Alors que la condamnation solidaire des intéressés par la décision déférée à la cour s’élève en principal à une somme de 149 151,37 euros, dans la limite de 133 505,63 euros pour M., [E], [L], en sa qualité de caution solidaire, outre 1 000 euros d’indemnité de procédure, les pièces justificatives communiquées par ce dernier donnent à voir qu’étant travailleur indépendant exerçant la profession de garagiste, il a été placé en arrêt de travail du 14 mars au 28 octobre 2025 et a perçu un revenu mensuel moyen de 864 euros au titre des indemnités journalières.
Nonobstant le caractère lacunaire, purement déclaratif ou ancien du surplus des éléments produits au soutien de leur défense, la cour considère que l’exécution du jugement au regard du quantum des condamnations et de la situation de M., [E], [L] serait de nature à entraîner à tout le moins des conséquences manifestement excessives pour les défendeurs à l’incident.
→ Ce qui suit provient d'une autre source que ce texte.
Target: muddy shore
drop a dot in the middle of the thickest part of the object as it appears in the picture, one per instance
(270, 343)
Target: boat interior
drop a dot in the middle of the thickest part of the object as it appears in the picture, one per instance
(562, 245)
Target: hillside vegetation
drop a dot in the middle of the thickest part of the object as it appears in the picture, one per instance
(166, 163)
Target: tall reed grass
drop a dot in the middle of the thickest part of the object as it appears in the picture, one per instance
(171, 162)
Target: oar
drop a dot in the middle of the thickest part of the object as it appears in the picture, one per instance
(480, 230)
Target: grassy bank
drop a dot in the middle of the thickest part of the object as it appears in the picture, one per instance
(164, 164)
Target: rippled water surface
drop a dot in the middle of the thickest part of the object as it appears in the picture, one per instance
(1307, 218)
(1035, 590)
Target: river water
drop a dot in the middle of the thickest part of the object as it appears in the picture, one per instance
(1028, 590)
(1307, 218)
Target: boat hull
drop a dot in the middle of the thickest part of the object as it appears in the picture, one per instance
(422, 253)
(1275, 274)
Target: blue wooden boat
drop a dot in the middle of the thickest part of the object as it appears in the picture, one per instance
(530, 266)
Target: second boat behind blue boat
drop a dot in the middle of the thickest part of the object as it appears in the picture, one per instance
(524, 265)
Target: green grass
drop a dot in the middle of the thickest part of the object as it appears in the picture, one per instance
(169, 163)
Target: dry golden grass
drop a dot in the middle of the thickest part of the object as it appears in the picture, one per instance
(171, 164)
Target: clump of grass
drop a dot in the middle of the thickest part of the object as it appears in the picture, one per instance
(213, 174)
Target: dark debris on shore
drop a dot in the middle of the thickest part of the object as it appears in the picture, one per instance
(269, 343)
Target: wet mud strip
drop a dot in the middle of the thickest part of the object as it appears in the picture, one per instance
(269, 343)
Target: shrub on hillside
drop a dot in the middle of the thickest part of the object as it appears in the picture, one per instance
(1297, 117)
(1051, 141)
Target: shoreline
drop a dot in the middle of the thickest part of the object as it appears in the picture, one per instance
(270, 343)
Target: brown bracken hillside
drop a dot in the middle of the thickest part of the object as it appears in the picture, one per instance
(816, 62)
Une telle exigence constituerait au surplus, comme l’invoquent à bon droit ceux-ci, une entrave disproportionnée à leur droit d’accès au double degré de juridiction.
Il s’ensuit que la demande de radiation de l’affaire sera rejetée.
Les faits de la cause ne commandent pas l’application de l’article 700 du code de procédure civile.
Les dépens du présent incident seront examinés en même temps que ceux afférents au fond.
PAR CES MOTIFS,
Nous, Bénédicte UGUEN-LAITHIER, conseiller de la mise en état de la première chambre civile et commerciale, assistée de Leila ZAIT, greffier, statuant en dernier ressort,
REJETONS la demande de radiation de l’affaire du rôle des affaires en cours formée par la CAISSE DE CREDIT MUTUEL DE, [Localité 2].
DEBOUTONS la CAISSE DE CREDIT MUTUEL DE, [Localité 2] de sa demande d’indemnité formée au titre de l’article 700 du code de procédure civile.
DISONS que les dépens de l’incident seront examinés avec ceux afférents au fond.